Думалось и об Орине. Он меня потерял, наверное, он скучал. Он был моим единственным братом не по крови, но по духу, он был моим другом.
«Станет светло. И мама начнет рисовать…» – хотелось в это верить.
Прошли почти сутки; я спала урывками. И, несмотря на попытки храбриться, чувствовала, как теряю внутренний запал. Тюрьма ломает. К тому же близился момент, когда от мягких методов дознаватели перейдут к жестким.
Когда это случится? Утром?
В камере были холодные стены и плохо пахло, потому что нужник представлял собой дыру в углу. Смывать испражнения было нечем, вода отсутствовала.

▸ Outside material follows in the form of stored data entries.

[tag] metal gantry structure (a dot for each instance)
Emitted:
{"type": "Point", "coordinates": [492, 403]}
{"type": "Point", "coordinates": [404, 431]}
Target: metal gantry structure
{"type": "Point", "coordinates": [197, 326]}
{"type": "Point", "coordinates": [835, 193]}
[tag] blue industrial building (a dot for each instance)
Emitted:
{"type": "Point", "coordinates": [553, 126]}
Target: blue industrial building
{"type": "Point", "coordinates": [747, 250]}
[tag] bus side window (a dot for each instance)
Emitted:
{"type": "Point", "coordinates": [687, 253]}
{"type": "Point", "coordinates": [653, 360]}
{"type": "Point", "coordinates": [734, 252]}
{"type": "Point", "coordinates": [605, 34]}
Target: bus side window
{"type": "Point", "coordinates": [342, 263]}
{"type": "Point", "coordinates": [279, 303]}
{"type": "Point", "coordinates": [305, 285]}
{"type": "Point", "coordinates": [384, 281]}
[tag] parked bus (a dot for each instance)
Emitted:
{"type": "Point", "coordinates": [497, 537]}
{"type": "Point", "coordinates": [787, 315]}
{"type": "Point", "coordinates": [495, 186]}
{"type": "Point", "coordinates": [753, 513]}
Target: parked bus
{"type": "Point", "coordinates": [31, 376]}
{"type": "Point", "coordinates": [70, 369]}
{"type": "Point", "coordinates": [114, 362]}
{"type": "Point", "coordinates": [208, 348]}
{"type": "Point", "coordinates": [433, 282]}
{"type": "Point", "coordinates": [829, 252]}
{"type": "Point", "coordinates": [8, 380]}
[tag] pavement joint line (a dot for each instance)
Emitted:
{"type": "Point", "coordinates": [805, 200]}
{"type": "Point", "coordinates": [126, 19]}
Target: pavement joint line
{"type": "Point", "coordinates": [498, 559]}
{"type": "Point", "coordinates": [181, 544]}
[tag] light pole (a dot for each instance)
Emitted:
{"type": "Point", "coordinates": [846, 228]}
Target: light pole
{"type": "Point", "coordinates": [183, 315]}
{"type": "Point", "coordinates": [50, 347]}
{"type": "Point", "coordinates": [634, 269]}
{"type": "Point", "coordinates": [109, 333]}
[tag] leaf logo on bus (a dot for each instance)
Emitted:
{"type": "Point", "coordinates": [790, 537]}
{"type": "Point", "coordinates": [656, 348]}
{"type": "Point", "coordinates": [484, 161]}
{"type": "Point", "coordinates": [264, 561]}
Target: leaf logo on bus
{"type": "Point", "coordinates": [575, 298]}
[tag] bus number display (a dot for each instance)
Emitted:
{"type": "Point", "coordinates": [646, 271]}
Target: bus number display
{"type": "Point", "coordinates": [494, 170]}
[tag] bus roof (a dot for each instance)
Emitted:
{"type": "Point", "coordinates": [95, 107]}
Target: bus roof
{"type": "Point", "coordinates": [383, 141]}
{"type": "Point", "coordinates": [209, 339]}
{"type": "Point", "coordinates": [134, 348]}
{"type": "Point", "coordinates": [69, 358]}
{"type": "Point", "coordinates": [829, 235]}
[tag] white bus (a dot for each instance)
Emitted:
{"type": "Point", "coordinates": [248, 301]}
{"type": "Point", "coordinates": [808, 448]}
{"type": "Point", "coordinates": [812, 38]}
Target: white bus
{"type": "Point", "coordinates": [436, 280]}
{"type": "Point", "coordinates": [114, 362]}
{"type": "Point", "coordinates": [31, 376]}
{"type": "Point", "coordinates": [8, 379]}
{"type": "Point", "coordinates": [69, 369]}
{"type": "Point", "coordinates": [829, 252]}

Моя Лейка, кажется, пыталась храбриться тоже, она помогала мне, как могла, удерживая цифру в двенадцать процентов последние несколько часов.
Я скучала по солнцу. По свежему воздуху, по ощущению свободы.
Ночь я провела как на иголках. Ворочаясь, рискуя то и дело соскользнуть с узкого спального места на пол. Все более тухлым и мрачным становилось настроение, металл внутри меня неотвратимо покрывался коррозией. Никто не желает находиться в замкнутом пространстве долго, никто не мечтает провести в нем, лишенный даже малостей, всю жизнь. А у молчащей меня, кажется, был только один путь – не к свету. Во тьму. Но себе я не изменю.
Стало совсем боязно и хрупко, когда утром звякнул тяжелый засов. Мне не принесли ни еды, ни воды, но приказали подниматься. Ясно: началось. Они решили, что пытались достаточно, что зря потратили время, что более не стоит играть со мной словами, лживыми обещаниями.